With a view to aiding the government in its ambitious plan to decrease the number of people below the poverty line from 23.8 percent to 18 in the next three years, the Youth and Small Entrepreneur Self-employment Fund (YSEF) plans to increase the total number of self-employed youth to 70,000 within a year.

It also plans to establish regional offices.

After a start filled with hiccups, with only around 4,200 employed under the programme in the first three years, the Fund’s website currently boasts of 14,352 self-employed youth. According to Punya Prasad Regmi, vice-chairman at the Fund, the number is slightly higher at 20,000. The Fund has already disbursed Rs 2.29 billion for self-employment. The Fund disburses at most Rs 200,000 per person through banks and financial institutions, and cooperatives. The cooperation with the latter seems to be paying off the most, as around 28,000 cooperatives are spread over 75 districts. The other reason the relationship has paid off is because the cooperatives are willing to lend money to people for small projects without any collateral, precisely the objective of the Fund.

So far 600 cooperatives are working with the Fund in 70 districts. The Fund plans to work with cooperatives in Kathmandu, Bhaktapur and Lalitpur in the coming months. Manang and Mustang, however, are still outside the list, primarily because the two districts have relatively few cooperatives. The National Cooperative Federation of Nepal (NCFN) is helping the Fund reach its target of additional 50,000 self-employed youth in the country. Consequently, the NCFN plans to spread the reach of cooperatives to all the village development committees in Nepal in the next five years. It also plans to increase the number of its shareholders from around 40,000 to 10 million in the period.

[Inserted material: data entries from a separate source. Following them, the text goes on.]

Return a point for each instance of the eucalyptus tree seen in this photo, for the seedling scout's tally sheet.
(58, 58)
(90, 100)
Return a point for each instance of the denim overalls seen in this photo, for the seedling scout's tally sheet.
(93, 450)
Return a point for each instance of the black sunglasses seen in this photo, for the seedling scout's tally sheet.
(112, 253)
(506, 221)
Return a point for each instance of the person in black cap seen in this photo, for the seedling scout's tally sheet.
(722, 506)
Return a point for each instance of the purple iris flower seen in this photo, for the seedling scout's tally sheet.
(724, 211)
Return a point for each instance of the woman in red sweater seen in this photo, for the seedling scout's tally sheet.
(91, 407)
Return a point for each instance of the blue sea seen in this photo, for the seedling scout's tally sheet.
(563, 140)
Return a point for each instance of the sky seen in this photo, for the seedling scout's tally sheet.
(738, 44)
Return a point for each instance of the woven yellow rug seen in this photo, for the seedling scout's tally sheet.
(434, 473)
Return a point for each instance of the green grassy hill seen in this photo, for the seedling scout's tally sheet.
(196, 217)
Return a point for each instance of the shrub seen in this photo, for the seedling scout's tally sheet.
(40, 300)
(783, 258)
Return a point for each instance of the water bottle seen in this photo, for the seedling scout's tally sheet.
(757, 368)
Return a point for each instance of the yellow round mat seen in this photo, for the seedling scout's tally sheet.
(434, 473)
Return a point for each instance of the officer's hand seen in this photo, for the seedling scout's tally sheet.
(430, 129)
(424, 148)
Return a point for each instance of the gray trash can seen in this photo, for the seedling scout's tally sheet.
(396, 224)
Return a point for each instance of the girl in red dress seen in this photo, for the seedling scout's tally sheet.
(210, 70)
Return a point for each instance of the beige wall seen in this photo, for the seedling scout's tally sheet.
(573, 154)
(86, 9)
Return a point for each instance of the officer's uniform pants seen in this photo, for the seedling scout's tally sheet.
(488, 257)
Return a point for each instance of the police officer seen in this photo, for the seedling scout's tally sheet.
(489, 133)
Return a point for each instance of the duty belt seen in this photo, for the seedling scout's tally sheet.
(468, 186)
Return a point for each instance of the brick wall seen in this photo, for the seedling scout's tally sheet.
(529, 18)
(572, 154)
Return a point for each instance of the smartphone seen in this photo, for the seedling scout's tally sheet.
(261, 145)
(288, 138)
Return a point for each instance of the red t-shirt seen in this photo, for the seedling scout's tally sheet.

“Unless the cooperatives are strong, the ambitions of the National Planning Commission (NPC), which also aims to upgrade the country from a least developed to a developing nation by 2022, won’t be realised,” said Keshav Prasad Badal, the NCFN chairman. Neither will the target of the Fund be met.

The Fund, however, has no plans to raise the maximum amount lent to borrowers, despite reports that the amount is inadequate. Regmi believes that the amount is enough to start a small enterprise in rural areas. Economists welcome the progress of the Fund and its plans and ambitions, but they fear that until the government formulates a national strategy for the utilisation of the human resource, the Fund might fail to cater to the increasing number of youth that enter the job market every year. Currently, the number is estimated to be around 400,000 each year.

“Until the government realises that the primary source of economic growth is human resource and plans accordingly, we won’t see the 7 percent annual growth desired by the NPC,” said economist Chandra Mani Adhikary.